ECBC: Gone like snow on the water

A lot of people who ought to know better have been whistling past the graveyard in response to the Harper government’s plan to scrap Enterprise Cape Breton Corporation and assign responsibility for federal development assistance to the remote and largely indifferent Atlantic Canada Opportunities Agency.

Make no mistake: this marks the end of a direct federal pipeline Cape Breton has enjoyed since the Donald Commission Report in the Pearson Administration. Anyone who claims it’s not grim news for the island is either naive or disingenuous.

Rob MooreACOA minister Rob Moore managed the spin with adroitness we have rarely seen from the Harper government. He swathed his devastating announcement in treacle. Everything will be “business as usual.” No office will close. No civil servant will lose her job, or see pay reduced, or lose seniority or benefits. It’s merely a cosmetic change, intended only to bring greater accountability and a more congenial administrative model to the operation. Federal money will continue to flow.

Bullfeathers.

This is the first step in the elimination of directed assistance to Cape Breton. Future federal budgets will have no line item for the island. Reducing or eliminating economic aid here will be child’s play. No future journalist, academic, or politician will enjoy the access to information or forensic skills needed to figure out how much of ACOA’s money is spent here versus the South Shore, the Miramichi, or the Northern Peninsula.

Without a separate line item for Cape Breton Island, the money will evaporate faster than shine on a hot August evening in N-Dub.

After the billions spent nursing Cape Breton’s moribund steel and coal industries, you may well think that’s a good thing. Fine. But any honest accounting of federal spending in Ontario, Quebec, Alberta, and B.C. would show a fiscal playing field tipped sharply westward from the Maritimes.

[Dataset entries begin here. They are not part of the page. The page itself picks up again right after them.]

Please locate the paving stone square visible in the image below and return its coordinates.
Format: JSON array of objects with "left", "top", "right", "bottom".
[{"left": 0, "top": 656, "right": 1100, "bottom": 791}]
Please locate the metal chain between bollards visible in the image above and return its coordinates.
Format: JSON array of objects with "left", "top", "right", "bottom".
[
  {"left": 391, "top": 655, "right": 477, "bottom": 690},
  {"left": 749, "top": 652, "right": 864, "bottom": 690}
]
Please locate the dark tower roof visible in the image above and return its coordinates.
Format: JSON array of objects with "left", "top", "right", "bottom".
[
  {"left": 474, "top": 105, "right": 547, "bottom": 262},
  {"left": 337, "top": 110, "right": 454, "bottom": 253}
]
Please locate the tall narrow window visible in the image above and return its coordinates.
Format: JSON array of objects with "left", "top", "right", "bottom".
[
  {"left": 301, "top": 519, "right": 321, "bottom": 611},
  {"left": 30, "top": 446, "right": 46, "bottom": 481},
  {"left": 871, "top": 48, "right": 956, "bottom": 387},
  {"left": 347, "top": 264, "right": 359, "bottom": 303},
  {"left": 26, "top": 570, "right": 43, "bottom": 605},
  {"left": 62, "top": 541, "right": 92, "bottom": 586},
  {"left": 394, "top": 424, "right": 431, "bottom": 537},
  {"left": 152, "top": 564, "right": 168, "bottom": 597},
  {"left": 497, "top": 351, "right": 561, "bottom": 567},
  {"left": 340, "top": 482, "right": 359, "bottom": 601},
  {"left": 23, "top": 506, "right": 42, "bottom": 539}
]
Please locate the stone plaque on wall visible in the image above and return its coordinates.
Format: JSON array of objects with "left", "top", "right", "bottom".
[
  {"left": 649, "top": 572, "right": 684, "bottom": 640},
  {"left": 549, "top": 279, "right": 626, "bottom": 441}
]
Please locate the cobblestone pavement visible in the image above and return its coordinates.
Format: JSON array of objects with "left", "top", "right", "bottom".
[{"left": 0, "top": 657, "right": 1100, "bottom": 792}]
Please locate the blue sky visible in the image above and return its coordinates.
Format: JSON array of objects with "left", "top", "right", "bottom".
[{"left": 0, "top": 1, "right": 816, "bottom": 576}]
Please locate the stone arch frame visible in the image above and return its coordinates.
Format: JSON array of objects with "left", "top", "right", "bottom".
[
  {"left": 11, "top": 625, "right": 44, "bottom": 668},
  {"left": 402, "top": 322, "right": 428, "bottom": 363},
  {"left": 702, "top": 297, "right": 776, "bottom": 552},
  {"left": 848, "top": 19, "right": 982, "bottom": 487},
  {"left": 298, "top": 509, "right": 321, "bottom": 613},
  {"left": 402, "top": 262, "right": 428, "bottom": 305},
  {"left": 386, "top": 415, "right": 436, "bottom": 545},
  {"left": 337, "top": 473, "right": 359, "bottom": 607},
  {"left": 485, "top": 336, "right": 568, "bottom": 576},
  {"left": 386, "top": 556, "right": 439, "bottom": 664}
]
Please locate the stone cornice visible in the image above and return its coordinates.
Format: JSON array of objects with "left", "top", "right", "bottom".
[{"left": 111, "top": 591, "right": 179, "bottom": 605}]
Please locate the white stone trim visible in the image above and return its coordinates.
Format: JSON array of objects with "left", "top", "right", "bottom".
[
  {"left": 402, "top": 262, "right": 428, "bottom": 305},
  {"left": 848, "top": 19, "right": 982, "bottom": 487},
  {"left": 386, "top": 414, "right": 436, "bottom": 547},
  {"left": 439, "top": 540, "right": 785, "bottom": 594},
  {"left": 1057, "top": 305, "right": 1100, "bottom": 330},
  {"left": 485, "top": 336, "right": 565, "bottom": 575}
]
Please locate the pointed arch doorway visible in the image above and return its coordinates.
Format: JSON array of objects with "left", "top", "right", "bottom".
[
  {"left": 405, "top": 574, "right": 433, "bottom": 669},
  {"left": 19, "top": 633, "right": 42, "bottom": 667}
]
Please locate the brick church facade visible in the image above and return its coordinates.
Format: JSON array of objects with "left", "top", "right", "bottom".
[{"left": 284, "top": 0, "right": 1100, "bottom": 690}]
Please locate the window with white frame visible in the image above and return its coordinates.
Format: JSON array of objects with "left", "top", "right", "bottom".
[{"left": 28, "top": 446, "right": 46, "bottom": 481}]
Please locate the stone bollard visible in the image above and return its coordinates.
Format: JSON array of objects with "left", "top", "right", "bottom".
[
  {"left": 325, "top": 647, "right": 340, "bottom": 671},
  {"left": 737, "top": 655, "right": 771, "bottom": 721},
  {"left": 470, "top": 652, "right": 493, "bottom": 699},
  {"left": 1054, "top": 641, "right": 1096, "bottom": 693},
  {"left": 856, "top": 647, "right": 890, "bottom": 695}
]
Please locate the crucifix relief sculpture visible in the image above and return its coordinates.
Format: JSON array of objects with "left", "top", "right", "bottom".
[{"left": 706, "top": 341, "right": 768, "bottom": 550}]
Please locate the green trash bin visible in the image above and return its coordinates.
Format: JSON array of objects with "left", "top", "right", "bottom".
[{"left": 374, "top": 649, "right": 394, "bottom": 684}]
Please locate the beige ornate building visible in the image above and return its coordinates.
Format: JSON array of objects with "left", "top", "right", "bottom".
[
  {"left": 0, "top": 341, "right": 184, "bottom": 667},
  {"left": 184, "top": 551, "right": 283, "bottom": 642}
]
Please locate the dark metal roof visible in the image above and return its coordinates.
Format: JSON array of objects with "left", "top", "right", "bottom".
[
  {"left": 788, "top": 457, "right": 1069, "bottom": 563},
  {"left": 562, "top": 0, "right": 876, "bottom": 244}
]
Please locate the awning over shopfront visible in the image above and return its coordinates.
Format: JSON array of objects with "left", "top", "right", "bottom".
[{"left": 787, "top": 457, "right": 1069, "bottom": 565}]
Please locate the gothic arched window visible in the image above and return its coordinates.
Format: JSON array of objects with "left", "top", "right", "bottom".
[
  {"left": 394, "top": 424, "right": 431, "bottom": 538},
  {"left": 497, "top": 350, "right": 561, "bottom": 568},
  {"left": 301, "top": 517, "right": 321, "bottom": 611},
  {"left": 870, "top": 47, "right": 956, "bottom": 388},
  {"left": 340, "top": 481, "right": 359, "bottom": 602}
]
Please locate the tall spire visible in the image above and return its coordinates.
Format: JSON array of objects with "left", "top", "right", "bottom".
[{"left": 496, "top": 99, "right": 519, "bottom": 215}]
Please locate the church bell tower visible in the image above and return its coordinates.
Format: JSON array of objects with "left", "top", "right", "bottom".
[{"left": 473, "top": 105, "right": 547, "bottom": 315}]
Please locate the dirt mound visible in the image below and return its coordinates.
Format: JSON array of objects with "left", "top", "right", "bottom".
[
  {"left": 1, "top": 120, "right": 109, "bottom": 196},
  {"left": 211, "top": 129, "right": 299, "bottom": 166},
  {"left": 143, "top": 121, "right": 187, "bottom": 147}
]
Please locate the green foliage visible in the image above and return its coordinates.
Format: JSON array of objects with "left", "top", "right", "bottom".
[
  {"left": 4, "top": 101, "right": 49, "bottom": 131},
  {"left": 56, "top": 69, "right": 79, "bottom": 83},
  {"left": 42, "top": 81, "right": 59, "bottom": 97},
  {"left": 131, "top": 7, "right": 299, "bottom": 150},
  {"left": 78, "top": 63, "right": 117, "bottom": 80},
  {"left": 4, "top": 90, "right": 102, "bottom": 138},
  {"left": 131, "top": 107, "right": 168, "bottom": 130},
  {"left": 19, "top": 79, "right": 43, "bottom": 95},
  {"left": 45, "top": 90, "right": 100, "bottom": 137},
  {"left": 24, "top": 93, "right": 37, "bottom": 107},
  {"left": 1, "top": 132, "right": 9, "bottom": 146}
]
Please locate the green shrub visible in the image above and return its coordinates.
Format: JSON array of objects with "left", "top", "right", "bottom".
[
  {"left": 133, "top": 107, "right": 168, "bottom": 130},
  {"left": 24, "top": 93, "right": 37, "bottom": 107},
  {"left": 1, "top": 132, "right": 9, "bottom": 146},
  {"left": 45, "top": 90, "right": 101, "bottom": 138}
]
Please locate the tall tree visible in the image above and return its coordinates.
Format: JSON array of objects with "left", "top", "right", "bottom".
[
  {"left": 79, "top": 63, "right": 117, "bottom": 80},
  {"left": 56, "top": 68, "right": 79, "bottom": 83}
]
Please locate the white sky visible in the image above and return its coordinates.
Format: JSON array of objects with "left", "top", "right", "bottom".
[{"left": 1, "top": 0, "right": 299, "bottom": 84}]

The sad thing was to see the the parade of whipsawed Cape Bretoners who rushed to reassure the populace that all was well. The Mayors of CBRM and Port Hawkesbury, pundits from Cape Breton University, and a former head of ECBC may all have had plausible strategic reasons for not railing against the inevitable. But couldn’t they have held their tongues instead of lending Harper’s loathsome spin doctors a helping hand?